The proper form: Irrespective of whether you're using dumbbells or a barbell, it's one exercise where you need to start with the right posture and maintain proper form throughout the exercise. The right way is to keep your back as straight as possible, then bend your knees and grasp the dumbbells or barbell lifting them about six inches from the floor. Make sure your back is completely straight throughout the exercise even when you're bending down. Your head and spine should form one straight line and your lower back shouldn't be jutting out.
While the squat is considered the 'King of Exercises' by bodybuilders and with good reason, when done with weights, it targets the muscles of thighs, hips, buttocks, quads and hamstrings. Not only are they great for your muscles but they also help strengthen your bones, ligaments and tendons throughout the lower body. When you're doing it with weights, it engages your lower back, upper back, abs, shoulders and arms making it the most complete exercise of them all. Sadly, despite all these great benefits it's notorious for causing back and lower body injuries when done improperly.

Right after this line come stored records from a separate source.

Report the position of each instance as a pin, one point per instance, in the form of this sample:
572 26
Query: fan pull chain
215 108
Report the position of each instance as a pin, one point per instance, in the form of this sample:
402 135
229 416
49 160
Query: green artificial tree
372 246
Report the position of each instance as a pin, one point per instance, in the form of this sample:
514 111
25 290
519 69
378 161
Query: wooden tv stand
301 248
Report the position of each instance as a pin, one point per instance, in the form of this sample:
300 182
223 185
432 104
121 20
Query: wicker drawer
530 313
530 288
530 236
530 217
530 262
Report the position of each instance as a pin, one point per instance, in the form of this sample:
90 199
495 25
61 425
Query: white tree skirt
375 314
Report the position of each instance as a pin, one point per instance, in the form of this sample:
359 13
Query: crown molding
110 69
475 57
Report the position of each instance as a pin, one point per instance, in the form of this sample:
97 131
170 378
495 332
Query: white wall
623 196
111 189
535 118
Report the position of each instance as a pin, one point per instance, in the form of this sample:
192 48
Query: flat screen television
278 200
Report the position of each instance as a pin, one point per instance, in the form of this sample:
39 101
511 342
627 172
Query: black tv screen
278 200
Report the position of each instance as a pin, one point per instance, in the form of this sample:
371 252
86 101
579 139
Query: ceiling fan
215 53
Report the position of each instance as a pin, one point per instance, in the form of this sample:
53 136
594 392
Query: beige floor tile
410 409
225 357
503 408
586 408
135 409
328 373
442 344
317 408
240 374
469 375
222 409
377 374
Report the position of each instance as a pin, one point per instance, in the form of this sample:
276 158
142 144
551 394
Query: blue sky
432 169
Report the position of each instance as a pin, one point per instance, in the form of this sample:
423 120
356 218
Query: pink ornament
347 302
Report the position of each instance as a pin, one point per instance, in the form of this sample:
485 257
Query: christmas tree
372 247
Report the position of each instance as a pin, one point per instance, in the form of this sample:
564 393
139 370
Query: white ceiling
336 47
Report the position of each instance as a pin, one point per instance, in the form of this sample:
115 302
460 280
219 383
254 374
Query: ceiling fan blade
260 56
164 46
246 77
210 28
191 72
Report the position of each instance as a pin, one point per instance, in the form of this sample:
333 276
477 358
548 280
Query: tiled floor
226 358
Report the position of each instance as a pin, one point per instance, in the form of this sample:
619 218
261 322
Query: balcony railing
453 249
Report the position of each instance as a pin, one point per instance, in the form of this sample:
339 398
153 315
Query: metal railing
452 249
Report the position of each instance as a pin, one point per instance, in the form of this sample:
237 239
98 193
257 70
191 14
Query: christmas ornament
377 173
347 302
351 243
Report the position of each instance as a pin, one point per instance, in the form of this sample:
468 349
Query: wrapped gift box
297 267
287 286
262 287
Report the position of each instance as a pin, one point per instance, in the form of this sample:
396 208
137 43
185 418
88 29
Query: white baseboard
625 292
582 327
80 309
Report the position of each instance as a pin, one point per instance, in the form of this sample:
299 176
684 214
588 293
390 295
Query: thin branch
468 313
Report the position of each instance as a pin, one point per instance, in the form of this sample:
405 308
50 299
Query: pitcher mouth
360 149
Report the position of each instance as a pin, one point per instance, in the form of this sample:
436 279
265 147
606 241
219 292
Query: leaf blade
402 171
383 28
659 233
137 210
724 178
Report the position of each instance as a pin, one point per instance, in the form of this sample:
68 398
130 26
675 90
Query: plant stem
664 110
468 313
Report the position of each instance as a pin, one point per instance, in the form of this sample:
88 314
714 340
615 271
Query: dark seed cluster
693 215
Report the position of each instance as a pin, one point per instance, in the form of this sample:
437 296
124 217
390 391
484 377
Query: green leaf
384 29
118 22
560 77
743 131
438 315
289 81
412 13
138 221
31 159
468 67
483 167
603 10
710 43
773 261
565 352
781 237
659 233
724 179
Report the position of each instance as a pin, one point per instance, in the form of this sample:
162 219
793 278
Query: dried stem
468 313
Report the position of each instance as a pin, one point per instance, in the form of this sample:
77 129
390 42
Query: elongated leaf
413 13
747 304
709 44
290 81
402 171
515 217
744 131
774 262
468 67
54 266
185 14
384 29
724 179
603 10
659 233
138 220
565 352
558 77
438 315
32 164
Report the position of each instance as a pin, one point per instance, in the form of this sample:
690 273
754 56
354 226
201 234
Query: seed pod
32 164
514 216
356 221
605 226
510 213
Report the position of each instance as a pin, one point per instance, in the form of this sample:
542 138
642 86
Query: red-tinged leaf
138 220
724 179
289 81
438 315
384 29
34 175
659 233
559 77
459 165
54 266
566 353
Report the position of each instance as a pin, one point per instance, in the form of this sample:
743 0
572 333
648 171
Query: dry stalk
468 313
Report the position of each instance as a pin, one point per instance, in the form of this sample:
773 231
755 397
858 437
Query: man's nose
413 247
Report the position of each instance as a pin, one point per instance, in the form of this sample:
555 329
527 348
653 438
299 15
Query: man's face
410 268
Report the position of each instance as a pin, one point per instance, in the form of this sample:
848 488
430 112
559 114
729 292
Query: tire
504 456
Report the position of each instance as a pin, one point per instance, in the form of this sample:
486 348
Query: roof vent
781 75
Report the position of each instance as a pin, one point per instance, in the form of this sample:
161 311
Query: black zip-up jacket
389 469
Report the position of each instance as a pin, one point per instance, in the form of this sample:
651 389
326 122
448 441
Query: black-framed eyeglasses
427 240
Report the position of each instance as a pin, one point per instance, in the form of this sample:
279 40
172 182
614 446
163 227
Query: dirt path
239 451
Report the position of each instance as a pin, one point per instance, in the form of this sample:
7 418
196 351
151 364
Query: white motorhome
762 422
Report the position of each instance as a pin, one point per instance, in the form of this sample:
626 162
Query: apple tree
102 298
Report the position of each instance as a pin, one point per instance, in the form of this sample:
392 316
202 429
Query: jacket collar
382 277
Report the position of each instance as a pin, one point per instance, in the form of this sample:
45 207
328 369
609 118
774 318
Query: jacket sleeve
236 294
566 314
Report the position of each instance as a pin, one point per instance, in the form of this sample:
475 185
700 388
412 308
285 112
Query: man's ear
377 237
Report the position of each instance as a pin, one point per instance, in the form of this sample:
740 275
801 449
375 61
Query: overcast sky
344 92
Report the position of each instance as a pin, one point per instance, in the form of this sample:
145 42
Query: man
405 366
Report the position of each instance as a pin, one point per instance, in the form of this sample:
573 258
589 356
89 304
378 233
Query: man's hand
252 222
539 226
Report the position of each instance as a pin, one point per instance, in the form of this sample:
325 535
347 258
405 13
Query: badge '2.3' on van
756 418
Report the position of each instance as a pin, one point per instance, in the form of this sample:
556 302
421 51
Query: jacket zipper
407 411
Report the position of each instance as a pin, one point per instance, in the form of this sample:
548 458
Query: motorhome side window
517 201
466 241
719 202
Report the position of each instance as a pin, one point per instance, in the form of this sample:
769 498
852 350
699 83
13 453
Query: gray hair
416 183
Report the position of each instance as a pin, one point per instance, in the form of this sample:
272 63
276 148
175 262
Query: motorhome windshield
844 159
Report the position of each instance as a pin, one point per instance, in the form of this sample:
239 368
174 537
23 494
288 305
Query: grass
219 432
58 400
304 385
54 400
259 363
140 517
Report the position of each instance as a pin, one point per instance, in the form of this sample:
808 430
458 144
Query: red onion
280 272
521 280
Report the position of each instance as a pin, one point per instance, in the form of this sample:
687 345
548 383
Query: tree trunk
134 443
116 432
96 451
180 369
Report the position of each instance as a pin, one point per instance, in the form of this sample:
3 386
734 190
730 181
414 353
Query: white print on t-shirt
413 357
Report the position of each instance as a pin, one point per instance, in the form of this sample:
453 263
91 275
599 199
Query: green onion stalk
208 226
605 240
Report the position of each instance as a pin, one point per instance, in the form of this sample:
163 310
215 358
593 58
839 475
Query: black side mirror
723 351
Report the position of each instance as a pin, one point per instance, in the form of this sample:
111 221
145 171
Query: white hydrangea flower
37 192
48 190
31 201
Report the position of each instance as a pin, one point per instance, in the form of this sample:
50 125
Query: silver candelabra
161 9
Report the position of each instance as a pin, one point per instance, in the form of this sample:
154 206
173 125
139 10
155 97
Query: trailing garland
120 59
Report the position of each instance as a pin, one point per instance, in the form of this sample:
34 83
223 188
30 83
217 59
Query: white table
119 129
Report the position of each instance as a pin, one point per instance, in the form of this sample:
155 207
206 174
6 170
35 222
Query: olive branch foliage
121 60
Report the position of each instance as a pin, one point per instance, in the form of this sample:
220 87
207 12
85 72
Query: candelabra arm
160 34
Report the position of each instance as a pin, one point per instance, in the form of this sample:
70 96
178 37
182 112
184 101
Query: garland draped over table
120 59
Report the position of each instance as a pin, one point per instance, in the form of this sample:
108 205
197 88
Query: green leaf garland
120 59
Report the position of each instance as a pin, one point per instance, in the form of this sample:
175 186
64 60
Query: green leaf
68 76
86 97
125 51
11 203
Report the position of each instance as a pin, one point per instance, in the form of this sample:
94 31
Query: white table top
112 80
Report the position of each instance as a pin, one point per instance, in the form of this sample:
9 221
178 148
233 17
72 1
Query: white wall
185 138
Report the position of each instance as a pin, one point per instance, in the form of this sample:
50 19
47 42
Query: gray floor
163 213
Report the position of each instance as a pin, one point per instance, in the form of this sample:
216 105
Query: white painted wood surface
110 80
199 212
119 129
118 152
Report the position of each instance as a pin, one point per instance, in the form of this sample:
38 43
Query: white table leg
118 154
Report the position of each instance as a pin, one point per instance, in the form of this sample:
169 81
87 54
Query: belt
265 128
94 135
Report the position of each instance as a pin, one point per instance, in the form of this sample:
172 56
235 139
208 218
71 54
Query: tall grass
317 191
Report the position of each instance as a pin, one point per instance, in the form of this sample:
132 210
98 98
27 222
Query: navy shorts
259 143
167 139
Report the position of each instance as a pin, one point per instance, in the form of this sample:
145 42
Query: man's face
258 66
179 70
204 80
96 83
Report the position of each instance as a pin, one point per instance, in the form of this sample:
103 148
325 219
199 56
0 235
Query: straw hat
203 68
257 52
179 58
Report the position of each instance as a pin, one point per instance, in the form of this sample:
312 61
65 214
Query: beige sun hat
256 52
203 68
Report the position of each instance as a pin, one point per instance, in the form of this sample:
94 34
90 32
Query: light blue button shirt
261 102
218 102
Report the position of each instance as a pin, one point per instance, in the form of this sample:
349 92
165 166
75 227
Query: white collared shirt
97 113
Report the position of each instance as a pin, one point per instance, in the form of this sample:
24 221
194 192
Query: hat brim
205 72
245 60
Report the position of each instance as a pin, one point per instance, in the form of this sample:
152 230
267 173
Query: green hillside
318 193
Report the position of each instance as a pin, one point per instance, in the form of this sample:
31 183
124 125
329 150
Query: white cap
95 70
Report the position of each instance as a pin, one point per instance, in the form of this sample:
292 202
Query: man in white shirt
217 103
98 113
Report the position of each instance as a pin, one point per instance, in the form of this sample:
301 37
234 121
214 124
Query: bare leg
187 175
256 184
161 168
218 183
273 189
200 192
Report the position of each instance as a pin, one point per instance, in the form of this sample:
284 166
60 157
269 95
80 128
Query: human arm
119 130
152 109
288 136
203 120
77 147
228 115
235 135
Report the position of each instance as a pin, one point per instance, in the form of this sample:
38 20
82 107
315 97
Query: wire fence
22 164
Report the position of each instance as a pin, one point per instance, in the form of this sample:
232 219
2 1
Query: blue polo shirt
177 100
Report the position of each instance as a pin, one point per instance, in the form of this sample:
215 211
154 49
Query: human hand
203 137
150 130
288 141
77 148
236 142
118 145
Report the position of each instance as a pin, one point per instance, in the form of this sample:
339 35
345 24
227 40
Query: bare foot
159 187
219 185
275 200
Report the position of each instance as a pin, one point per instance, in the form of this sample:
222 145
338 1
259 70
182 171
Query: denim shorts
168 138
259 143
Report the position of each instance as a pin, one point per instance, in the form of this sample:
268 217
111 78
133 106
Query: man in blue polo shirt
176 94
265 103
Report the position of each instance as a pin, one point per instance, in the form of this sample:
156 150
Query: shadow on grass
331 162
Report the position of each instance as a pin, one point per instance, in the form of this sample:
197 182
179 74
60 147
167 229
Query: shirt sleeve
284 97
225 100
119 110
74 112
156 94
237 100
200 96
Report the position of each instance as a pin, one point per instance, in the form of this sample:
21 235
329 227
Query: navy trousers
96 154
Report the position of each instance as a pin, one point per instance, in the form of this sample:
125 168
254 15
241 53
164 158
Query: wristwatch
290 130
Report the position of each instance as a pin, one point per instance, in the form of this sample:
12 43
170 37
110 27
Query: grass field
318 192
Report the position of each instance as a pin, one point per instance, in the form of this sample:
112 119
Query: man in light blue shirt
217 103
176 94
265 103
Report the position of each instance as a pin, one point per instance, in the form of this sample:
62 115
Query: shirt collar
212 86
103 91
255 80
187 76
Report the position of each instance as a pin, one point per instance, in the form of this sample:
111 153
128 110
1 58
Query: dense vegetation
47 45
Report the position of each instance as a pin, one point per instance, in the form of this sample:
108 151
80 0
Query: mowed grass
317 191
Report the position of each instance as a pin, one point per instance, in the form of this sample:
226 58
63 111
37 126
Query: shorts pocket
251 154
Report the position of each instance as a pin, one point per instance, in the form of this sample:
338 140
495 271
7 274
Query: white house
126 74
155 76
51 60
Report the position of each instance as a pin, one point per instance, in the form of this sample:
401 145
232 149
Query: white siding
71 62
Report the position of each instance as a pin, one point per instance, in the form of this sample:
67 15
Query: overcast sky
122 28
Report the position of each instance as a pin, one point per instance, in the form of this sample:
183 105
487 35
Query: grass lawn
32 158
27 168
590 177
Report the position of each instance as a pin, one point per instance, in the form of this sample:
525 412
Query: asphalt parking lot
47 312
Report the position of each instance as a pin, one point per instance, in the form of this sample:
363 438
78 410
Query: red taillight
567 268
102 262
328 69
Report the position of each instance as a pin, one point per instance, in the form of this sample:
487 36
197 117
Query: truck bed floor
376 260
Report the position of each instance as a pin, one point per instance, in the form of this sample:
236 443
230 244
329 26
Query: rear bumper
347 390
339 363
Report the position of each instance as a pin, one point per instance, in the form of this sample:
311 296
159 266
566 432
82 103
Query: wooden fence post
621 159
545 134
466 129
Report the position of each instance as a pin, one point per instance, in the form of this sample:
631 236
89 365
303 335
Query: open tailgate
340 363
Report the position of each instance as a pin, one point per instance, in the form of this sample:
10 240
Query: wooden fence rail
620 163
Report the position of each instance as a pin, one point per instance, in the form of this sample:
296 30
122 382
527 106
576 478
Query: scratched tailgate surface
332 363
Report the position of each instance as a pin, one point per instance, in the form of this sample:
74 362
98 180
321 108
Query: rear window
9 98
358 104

The proper form: When doing the squat, make sure your feet are shoulder-width apart and try to keep your feet as turned outwards but not more than 15 degrees. Make sure you maintain a hip hinge that is every time you squat your buttocks move backwards while going down. While doing this, make sure your squat and your lower back is slightly arched inside.
Bent-over two-arm dumbbell rows
This is another back exercise which needs to be performed properly or can blow out your lower back.
The proper form: Start with a dumbbell in each hand and bend your knees slightly and bring your torso forward. Make sure you keep your back straight and head up while you bend at the hips until they are nearly parallel to the floor. When you lift the dumbbells to the side, keep your torso stationary, lower back in and elbows close to the body. Slightly squeeze your shoulders back and hold it for a brief pause.
A classic cable exercise, the lat pull-down targets your lats, shoulders and arms. This exercise is usually done with a wide-grip but not too wide so that it restricts your movement.
The proper form: While doing the exercise make sure you pull the bar to the top of the chest with you back arched, chest pumped forward, shoulders retracted and elbows slightly bending behind the torso. Do not use your upper torso to 'cheat' in this exercise; instead, let your upper back muscles and arms do the work. It's also important not to lock your head and neck which can lead to stiffness and that you're not straining your spine while doing lat pull-downs.
Warning: If you're performing any of the aforementioned exercises or even starting weightlifting, we suggest you take the help of a floor trainer to help you get the proper form for each exercise to avoid injuries. Also, while doing heavy weights, ask them to help you out.